My father started letting himself into neighbors' houses in the
middle of the night. I might start showing up in a neighboring
state or on the opposite coast with no particular understanding of
quite where I was or what i was doing. Zombie snowbirds a new thing
for the 2030s? Instead of a med-Alert bracelet with my home phone,
my FSD car will simply "return to home" the way a DJI drone does if
it detects it's going to run out of juice before it can or maybe if
it has attempted to cross into restricted airspace (no longer
apparently)? My loved ones (if my geriatric habits don't leave me
without any) can put soft temporal-geo-fences in my FSD
configuration without me even knowing?
Trump Negotiator:
A few months ago you (Pieter) confronted the list with the idea that
"maybe Trump is a really good negotiator?"... and I have to concede
that he has some bold tricks (like Musk does in taking over and
running tech companies?) which can be highly effective. At best
he's negotiating *for* only 49.9999% of the voting citizenry of the
US against the remainder (49.99998% Dems and allies and .000002
"undecideds"). At worst, he's negotiating for himself, maybe
Barron, a little Ivanka, a little less Melania, even less the other
Trump kids (claimed and unclaimed), and only transactionally the
tech Billionaires and Fossil Fuel and other extremely powerful
wankers. His loyalty to Politicians (including his corrupt Supreme
Court Justices) is entirely transactional.. while they may benefit
from his "negotiating skill", he is definitely NOT negotiating FOR
them (see Hegseth, Gaetz, Patel, etc).
So whether he is an effective /negotiator/ or not, it is worth
asking "who is he negotiating on behalf of? To what end?"

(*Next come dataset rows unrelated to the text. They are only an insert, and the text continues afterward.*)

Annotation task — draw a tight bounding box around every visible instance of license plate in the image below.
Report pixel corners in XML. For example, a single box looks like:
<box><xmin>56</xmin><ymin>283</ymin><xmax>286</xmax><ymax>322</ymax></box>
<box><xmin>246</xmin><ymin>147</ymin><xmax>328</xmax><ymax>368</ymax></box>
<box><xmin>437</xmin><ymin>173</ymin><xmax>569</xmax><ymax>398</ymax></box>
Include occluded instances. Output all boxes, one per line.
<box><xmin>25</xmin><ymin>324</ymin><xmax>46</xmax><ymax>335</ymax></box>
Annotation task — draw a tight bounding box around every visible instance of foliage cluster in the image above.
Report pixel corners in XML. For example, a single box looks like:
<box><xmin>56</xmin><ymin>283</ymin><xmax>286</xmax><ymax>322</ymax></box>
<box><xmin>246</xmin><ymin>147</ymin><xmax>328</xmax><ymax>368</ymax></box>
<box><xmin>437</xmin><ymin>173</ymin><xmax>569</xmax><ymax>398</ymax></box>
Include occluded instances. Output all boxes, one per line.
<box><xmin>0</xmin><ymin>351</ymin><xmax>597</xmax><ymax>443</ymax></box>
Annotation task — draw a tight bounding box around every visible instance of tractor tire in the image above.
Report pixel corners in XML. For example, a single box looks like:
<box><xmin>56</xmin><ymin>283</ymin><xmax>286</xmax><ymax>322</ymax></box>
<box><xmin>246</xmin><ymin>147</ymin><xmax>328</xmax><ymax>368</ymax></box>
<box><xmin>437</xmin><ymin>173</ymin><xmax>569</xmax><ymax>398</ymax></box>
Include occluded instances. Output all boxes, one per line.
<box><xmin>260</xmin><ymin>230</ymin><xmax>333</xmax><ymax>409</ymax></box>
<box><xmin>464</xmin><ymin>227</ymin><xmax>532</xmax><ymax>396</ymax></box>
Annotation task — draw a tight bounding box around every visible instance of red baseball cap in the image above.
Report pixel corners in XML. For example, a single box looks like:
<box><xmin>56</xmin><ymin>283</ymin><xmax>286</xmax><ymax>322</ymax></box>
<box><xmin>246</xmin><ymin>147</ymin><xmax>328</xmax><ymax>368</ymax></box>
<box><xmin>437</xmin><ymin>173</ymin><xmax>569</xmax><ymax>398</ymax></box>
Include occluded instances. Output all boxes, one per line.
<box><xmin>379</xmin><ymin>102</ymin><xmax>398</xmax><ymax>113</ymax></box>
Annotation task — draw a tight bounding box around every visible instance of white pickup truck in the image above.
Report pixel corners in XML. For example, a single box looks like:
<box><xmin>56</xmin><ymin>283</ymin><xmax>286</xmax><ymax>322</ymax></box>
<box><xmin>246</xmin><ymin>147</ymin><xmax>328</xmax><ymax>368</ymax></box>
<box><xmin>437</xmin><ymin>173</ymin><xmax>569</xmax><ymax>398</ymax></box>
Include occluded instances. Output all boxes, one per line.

Musk will be as well remembered as Ford or Lindbergh (another rabid
Nazi-ally) are while Trump may or may not rival Hitler/Stalin or
maybe some lesser flash-in-pan dictator wannabe?
Being "effective" is entirely orthogonal to being "good".
- Steve
On 2/12/25 4:32 AM, Pieter Steenekamp wrote:
> */_For robotaxis, I’d bet on Waymo not Tesla. Waymo is very
> conspicuous and popular in San Francisco. _/*
>
> If you want me to place a bet, I need the fine print—short, medium, or
> long term? US, China, or global rollout? And, of course, the
> risk-reward profile—are we playing it safe or swinging for the fences?
>
> Now, I think some of you might suspect that my knee-jerk reaction
> might be to bet on Tesla, but if we're for example talking short-term
> in the US with a conservative risk-reward ratio, I'll also hedge my
> bet with Waymo too. After all, Waymo is practically a local celebrity
> in San Francisco, while Tesla’s robotaxi dreams are still stuck in
> traffic.
>
> Also, if the fine print specifies China, BYD would be a good bet.
>
> On Tue, 11 Feb 2025 at 19:40, Marcus Daniels <marcus at snoutfarm.com> wrote:
>
> I find the OpenAI purchase attempt strange. He must really have
> an inferiority complex, since xAI has the hardware now to
> compete.[1] Or maybe they have the money and brawn but not the
> brains?
>
> For robotaxis, I’d bet on Waymo not Tesla. Waymo is very
> conspicuous and popular in San Francisco.
>
>
> [1]
> https://www.datacenterdynamics.com/en/news/xai-raises-another-6bn-including-from-nvidia-and-amd/
>
> *From: *Friam <friam-bounces at redfish.com> on behalf of Jon Zingale
> <jonzingale at gmail.com>
> *Date: *Tuesday, February 11, 2025 at 9:13 AM
> *To: *The Friday Morning Applied Complexity Coffee Group
> <friam at redfish.com>
> *Subject: *Re: [FRIAM] OpenAI and the fight between Elon and Sam
>
> "Apparently, Tesla only managed to show profitability last quarter
> due to unrealized earnings on Bitcoin. Stock is way overvalued."
>
> Technically, I would put a short-term (let's say 3 year) fair
> value around $210 or so, but would likely wait to pay $150-$160.
> Fundamentally, I would like to see the market cap closer to $300 B.